Ongoing compliance: the costs that recur
HMO compliance is not a one-off purchase, and landlords who budget only for the initial works are caught out by the recurring obligations.
The annual gas safety certificate (where gas is present) costs £80–£150. The Electrical Installation Condition Report, required at least every five years for HMOs and on change of tenancy in practice, costs £150–£350 and any remedial electrical work it identifies is extra. The fire risk assessment should be reviewed regularly and after any material change, with a fresh assessment periodically.
Then there is the testing regime the systems themselves demand: emergency lighting needs a monthly function test and an annual full-duration test; the alarm system needs regular testing; fire doors should be inspected periodically for damage, gaps and working closers.
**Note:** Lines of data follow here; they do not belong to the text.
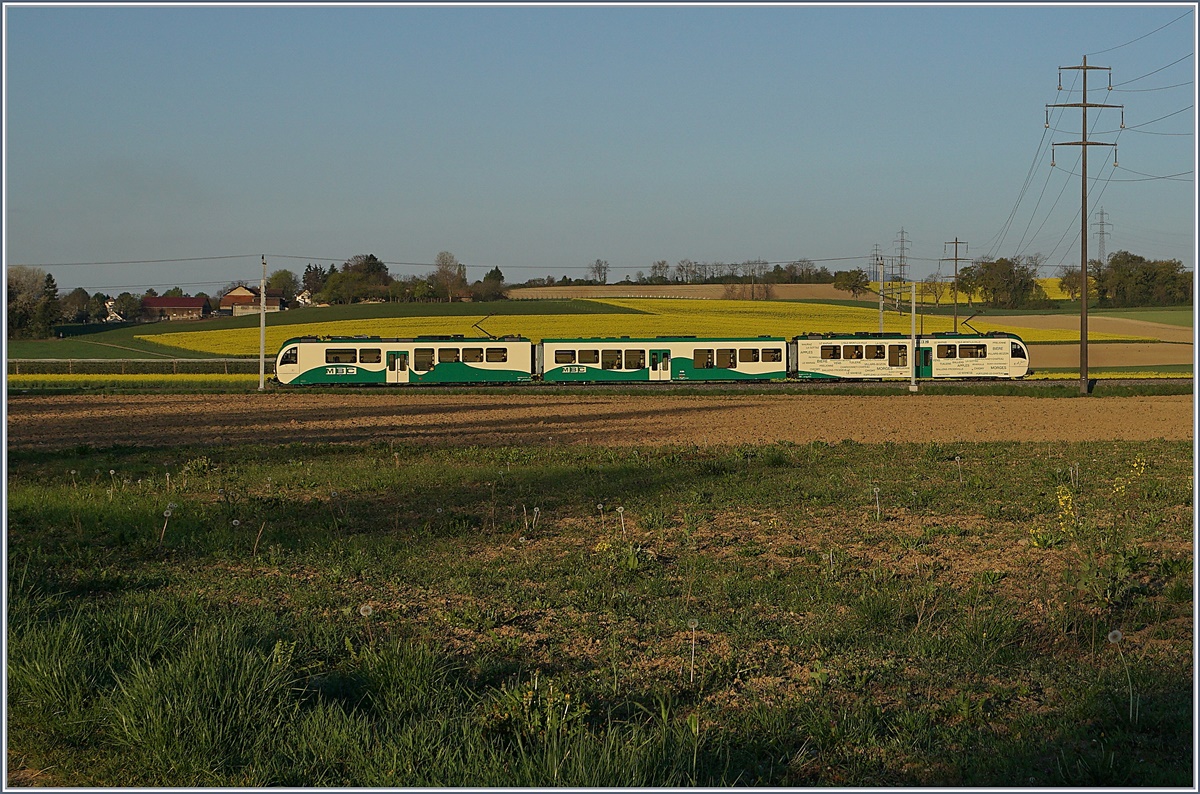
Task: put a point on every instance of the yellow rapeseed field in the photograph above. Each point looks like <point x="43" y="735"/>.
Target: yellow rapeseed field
<point x="660" y="317"/>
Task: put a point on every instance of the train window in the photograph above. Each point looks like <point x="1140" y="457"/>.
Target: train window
<point x="423" y="359"/>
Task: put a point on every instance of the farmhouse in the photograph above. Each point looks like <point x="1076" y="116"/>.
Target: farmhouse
<point x="174" y="308"/>
<point x="245" y="300"/>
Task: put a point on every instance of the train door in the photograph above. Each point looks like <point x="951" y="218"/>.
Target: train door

Much of this a landlord can do, but the records must be kept, because an inspector will ask for the log.
Budgeting £400–£800 a year for the recurring certificates and testing on a typical HMO keeps the property continuously compliant and the licence secure. It is far cheaper than the alternative: an enforcement notice, an unexpected re-inspection failure, or worst of all a fire in a property whose safety systems were never maintained.
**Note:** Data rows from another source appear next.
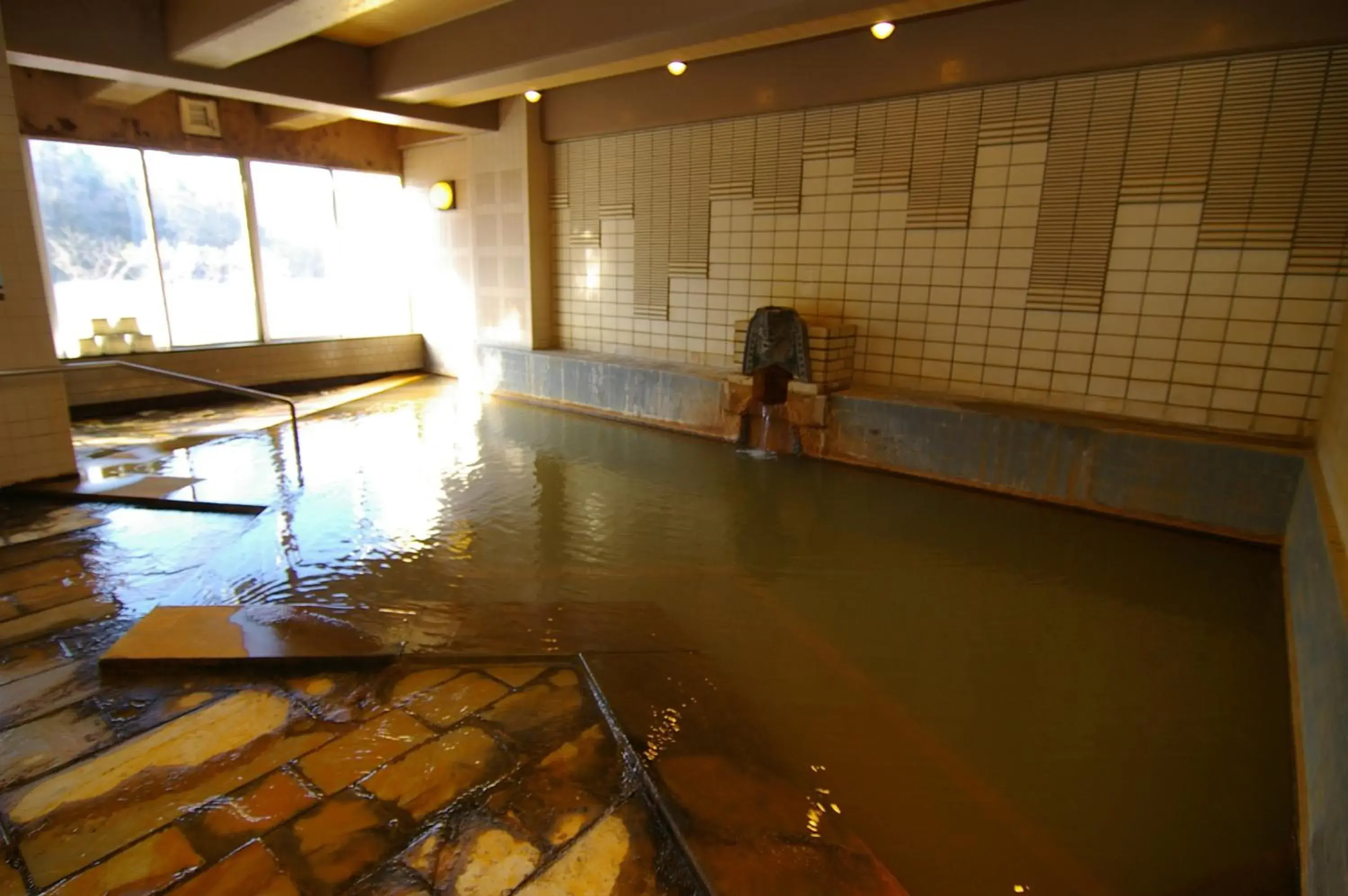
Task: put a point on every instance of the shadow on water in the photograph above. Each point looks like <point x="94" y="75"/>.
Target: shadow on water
<point x="995" y="693"/>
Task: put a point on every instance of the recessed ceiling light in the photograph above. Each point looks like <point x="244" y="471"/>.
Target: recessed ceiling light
<point x="441" y="196"/>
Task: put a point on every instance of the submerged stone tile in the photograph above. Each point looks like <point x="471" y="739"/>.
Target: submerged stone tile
<point x="488" y="863"/>
<point x="270" y="802"/>
<point x="42" y="597"/>
<point x="145" y="868"/>
<point x="420" y="681"/>
<point x="185" y="743"/>
<point x="68" y="844"/>
<point x="253" y="871"/>
<point x="355" y="755"/>
<point x="564" y="793"/>
<point x="792" y="869"/>
<point x="45" y="692"/>
<point x="22" y="662"/>
<point x="341" y="838"/>
<point x="11" y="882"/>
<point x="435" y="774"/>
<point x="41" y="573"/>
<point x="515" y="675"/>
<point x="421" y="856"/>
<point x="751" y="829"/>
<point x="591" y="867"/>
<point x="447" y="704"/>
<point x="35" y="748"/>
<point x="67" y="519"/>
<point x="58" y="619"/>
<point x="537" y="710"/>
<point x="17" y="555"/>
<point x="391" y="882"/>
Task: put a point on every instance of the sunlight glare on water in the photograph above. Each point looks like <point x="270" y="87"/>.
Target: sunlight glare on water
<point x="993" y="685"/>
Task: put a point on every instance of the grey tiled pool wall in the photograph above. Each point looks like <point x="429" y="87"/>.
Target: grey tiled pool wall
<point x="1235" y="489"/>
<point x="1320" y="658"/>
<point x="1239" y="489"/>
<point x="672" y="394"/>
<point x="1228" y="488"/>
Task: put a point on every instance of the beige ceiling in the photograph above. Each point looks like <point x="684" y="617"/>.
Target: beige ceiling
<point x="402" y="18"/>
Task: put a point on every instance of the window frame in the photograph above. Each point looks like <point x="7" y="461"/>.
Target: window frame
<point x="250" y="222"/>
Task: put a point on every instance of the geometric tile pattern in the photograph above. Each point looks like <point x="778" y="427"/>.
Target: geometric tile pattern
<point x="1168" y="242"/>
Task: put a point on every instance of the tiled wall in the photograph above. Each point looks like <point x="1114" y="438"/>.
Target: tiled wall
<point x="34" y="424"/>
<point x="248" y="366"/>
<point x="1166" y="243"/>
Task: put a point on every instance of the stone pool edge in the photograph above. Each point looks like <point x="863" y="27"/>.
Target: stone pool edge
<point x="1234" y="488"/>
<point x="1249" y="489"/>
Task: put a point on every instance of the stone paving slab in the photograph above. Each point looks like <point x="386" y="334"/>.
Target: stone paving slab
<point x="749" y="828"/>
<point x="416" y="778"/>
<point x="215" y="635"/>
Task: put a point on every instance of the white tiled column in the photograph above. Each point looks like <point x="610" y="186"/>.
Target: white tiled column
<point x="34" y="420"/>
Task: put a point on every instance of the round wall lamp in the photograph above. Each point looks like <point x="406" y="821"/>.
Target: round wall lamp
<point x="443" y="196"/>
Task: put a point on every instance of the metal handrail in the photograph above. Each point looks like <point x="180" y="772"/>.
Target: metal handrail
<point x="174" y="375"/>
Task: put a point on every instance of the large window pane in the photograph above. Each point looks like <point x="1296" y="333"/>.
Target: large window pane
<point x="372" y="232"/>
<point x="96" y="226"/>
<point x="201" y="224"/>
<point x="297" y="232"/>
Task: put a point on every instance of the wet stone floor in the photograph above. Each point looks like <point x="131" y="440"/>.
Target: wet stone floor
<point x="410" y="779"/>
<point x="807" y="678"/>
Frequently Asked Questions
How much does it cost to make a property HMO compliant in London?
Bringing an existing London let up to HMO standard typically costs £3,000–£8,000 for a small HMO already in lettable condition, rising to £8,000–£12,000 or more where most fire doors and the alarm system need replacing. This covers remedial fire-safety works on the existing layout, not a full conversion.
How much does an HMO fire alarm system cost?
A Grade D1 interlinked alarm system costs £80–£150 per unit installed, so a five-bedroom HMO needing eight to ten detectors lands at roughly £1,200–£3,000 including interlinking and a commissioning certificate. Standalone battery or plug-in alarms do not meet the HMO standard, however new they are.
What does emergency lighting cost for an HMO?
Each emergency light fitting costs £250–£450 installed, and a typical two-storey HMO needs three to six fittings covering the stairs, landings and final exit, so £900–£2,700 in total, plus a commissioning certificate and an ongoing monthly and annual testing regime that must be logged.
How does a fire risk assessment turn into a cost?
An FRA costs £200–£500 and produces a prioritised action list, for example replacing specific doors or adding heat detection. That list converts directly into a line-by-line quote: each door upgraded or replaced, each alarm and emergency fitting, and any compartmentation, with no guesswork and nothing beyond what the assessment required.
What are the ongoing costs of keeping an HMO compliant?
Budget £400–£800 a year for recurring compliance: gas safety certificate £80–£150, EICR £150–£350 (every five years), plus the monthly and annual testing of alarms and emergency lighting. Records must be kept, as an inspector will ask for the testing log alongside the certificates.